In any case, Ms Henry said that some leaseholders at Brindley House have confirmed they have no ability to pay extra service charges, with the insurance hikes expected to occur against a backdrop of mass unemployment induced by the Covid-19 pandemic.
While some leaseholders at the development have been furloughed and hope to return to work shortly, others have either been made redundant or face losing their jobs.
“It’s quite scary,” she added.
Flat owners at a tower block in Birmingham say they face a joint insurance bill of about £500,000 due to changes brought in the wake of the Grenfell Tower tragedy. Last year, owners of the 182 flats in Brindley House paid £43,000.
Remediation works must be completed by April next year in order for the leaseholders to get insurance again.
With costs for cladding removal alone valued at between £5-10m, there are big question marks over where the money will come from.
Brindley House leaseholders are hoping that the new £1bn Building Safety Fund will cover them, but are not hopeful given the sheer number of affected sites up and down the country.

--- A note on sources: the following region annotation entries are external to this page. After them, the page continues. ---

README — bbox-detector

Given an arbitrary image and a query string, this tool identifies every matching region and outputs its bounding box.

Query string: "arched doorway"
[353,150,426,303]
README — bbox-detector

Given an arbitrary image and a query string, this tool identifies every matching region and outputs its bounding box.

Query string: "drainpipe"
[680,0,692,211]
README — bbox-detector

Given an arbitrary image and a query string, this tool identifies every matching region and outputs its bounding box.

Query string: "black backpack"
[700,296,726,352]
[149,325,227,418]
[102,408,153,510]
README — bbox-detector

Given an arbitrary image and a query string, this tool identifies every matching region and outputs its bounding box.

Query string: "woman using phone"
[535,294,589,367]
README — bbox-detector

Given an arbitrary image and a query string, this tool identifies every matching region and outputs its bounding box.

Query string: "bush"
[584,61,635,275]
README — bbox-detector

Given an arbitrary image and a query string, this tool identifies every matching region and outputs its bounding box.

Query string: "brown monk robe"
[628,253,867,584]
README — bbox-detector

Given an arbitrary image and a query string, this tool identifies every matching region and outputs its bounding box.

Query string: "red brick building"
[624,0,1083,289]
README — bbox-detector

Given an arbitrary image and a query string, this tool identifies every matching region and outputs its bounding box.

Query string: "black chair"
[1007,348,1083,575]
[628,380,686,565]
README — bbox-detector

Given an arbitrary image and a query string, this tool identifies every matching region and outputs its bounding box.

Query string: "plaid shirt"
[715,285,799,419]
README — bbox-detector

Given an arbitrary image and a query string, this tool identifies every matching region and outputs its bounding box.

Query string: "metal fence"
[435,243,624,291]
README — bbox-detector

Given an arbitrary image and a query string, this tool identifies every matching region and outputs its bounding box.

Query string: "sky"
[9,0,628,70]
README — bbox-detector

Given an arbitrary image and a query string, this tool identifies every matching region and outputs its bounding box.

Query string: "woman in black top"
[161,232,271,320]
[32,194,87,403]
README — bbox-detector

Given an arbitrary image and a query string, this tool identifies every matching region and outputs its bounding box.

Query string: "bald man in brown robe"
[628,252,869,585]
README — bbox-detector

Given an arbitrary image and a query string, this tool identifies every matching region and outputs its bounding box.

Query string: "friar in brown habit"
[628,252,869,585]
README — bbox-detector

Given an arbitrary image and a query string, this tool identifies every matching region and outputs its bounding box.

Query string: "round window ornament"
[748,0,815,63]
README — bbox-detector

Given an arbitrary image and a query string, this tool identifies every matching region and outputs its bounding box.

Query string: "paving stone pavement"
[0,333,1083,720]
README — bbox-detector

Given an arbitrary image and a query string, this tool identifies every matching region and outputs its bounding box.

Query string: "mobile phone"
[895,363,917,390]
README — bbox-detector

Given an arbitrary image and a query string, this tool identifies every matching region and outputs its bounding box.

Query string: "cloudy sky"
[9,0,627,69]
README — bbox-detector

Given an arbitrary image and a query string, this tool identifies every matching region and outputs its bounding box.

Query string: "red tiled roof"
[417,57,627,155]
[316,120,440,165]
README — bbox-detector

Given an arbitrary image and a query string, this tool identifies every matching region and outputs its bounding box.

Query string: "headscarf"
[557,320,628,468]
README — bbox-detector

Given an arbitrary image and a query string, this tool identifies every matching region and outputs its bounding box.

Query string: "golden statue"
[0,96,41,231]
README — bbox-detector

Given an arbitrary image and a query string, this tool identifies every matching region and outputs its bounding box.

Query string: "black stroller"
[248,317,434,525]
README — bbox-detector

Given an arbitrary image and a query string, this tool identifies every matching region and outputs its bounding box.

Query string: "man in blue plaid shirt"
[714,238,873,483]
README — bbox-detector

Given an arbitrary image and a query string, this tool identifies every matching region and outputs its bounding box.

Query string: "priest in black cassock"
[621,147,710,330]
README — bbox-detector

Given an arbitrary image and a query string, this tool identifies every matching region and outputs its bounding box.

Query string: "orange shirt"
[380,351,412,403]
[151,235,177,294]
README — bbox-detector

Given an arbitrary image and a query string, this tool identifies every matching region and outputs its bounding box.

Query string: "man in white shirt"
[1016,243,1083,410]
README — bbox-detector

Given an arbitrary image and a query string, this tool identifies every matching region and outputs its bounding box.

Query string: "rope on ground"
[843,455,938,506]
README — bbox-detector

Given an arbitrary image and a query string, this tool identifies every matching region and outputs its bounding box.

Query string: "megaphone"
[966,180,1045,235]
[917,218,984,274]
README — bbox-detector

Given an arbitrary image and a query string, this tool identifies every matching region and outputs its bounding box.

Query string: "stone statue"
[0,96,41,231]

To add another worry into the mix, MPs heard on Monday that insulation would not be covered by the taxpayer monies. The bill for removal of combustible insulation at Brindley House has not been made public.
Government has so far refused to offer financial aid to cladding leaseholders hit by gargantuan bills because of edgy insurers.
Unlike nearby Islington Gates development, a leasehold cladding block also under resident control but which is thought to still have insurance cover, though for how much longer is the multimillion pound question, Brindley House is in even more trouble.
LKP wonders whether leaseholders there can even hold on without insurance until April 2021.
Your and Yours also played excerpts from the evidence given this week to the Communities Select Committee by representatives of the UK Action Cladding Group (UKCAG) and Manchester Cladiators, who spoke powerfully of the myriad issues facing leaseholders in dangerous apartment buildings.
Addressing the powerful cross-party group of MPs on Monday, new building safety minister Stephen (Lord) Greenhalgh insisted that the industry were not calling for government assistance along the lines of Poll Re, the UK’s specialist terrorism insurer for at-risk commercial property, or Flood Re, for homes in flooding areas.
On Thursday, he tweeted a breakthrough following his talks with the key players:
The BBC programme also heard from the CEO of the Association of Residential Managing Agents (ARMA).
Nigel Glen cited a recent survey done of his members which, he said, showed 2,200 leasehold cladding sites are experiencing material increases in their insurance premiums.
He said that many affected sites will only be able to go to their current insurer, “so you’ve lost your ability to get competitive quotes”.
Mr Glen then pushed back at suggestions that the status quo over insuring dangerous-clad buildings is sufficient and that there is no need for state intervention in this market:
“Well, I think we need to look at that. It’s obviously not working. We’ve got people who are getting quotes four times what they’re normally doing, or can’t get quotes at all.”
Concluding his remarks, Dr Glen joked that even the government’s flagship Flood Re scheme – which cladding campaigners want repeated to ease their insurance woes – excludes leasehold property because it was somehow deemed commercial, an issue LKP first brought to public attention six years ago.